Пошёл из трюма. Повернулся на свет фонаря:
— Но своим я всё же задам таску. Недогляд вышел. Недогляд, — повторил Устин Шелихову, поднявшись из трюма.
Встал медведем на палубе. Голову опустил. Неловко, видать, мужику за работу свою. Совестлив был.
И Шелихов вопросов задавать не стал. Понял: мужик сам досмотрит, чтобы порчу исправить. Ушёл в каюту. Оттуда услышал, как по палубе застучали шаги. Тих, тих был Устин, а артель устюжскую так приструнил, что молодцы его завертелись волчками. И чрез самое малое время слышно было, как молотки в трюме заговорили.
Туман между тем стал убывать. Ветром потянуло. Измайлов велел паруса ставить, и, хоть видимость ещё была плохая, галиот пошёл на восток.
К первым Алеутским островам подходили ночью. Но прежде чем островам из моря подняться, увидели ватажники на горизонте багровые сполохи. «Заря? — подумали. — Так не ко времени. Колокол только-только полночь прозвонил». А сполохи всё ярче, ярче проступали, тучи, стоящие у горизонта, освещая снизу. Забеспокоились. Послали сказать о пламени непонятном, горящем за морем, Измайлову. Тот не шёл долго. А пламя уже, весь горизонт высвечивая, играло. Странно так играло. Тревожно. Ни на что видимое раньше не похоже. Мужички, глядя на сполохи, помалкивали.
На палубу вышел Измайлов. Сонный, недовольный. Глянул на сполохи огненные, зевнул безмятежно, сказал:
— Что взгалтелись? Сопка это огнедышащая. К Алеутам подходим.
Взбодрился на свежем ветру и велел добежать до Шелихова.
Григорий Иванович вышел и крайне изумился. Стоял, смотрел во все глаза. Полнеба полыхало в пожаре. Вспомнил вдруг рыльскую свою каланчу, дорогу за Сеймом. «Вот она, — подумал, — та дорога, вот они невиданные картины». И горло перехватило волнение, аж задохнулся.
Из моря постепенно поднимался остров. Вначале тёмной точкой на горизонте встал, потом всё более и более возвысился и вот уже тёмной громадиной вздымался к небу, ребристой, страшной, чёрной, с охваченной огнём ослепительной вершиной.
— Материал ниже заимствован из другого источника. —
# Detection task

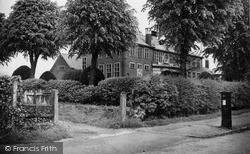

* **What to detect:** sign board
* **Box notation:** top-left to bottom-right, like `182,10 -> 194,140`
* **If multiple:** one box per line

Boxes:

Вся ватага была на палубе. Мужики стояли, опешив.
— Страсть-то какая...
— Да уж точно...
— Скажи кому — не поверят...
Чесали в затылках. Глаза на огонь щурили. Но у каждого своё выражение на лице было. У одного оторопь проступала в чертах, у другого удивление, но большинство с ухарством, молодечеством на чудо это посматривало: эй, мол, ты, невидаль заморская. И с тобой-де схлестнуться можно, и неведомо ещё, кому хуже придётся...
Так-то серые мужички могли смотреть. И от того-то они сыстари далеко ходили. Ухарство такое, молодечество, от роду данное, более парусов вперёд их подвигало.
— Ну, ребята, — сказал Измайлов, — теперь гляди в оба, а зри в три. Места здесь опаснейшие.
В эту ночь сам он не спускался в каюту. Стоял, как ворон чёрный, в глухом плаще около рулевого колеса и, как ворон же, каркал:
— Эй, впереди! Гляди зорко!
Мужички таращились в темноту.
На волнах плясали багровые блики отсветов. Свивались жгутами, вспыхивали и гасли, всплёскивались, бросаясь в глаза. Где уж разглядеть опасные буруны над гибельными камнями?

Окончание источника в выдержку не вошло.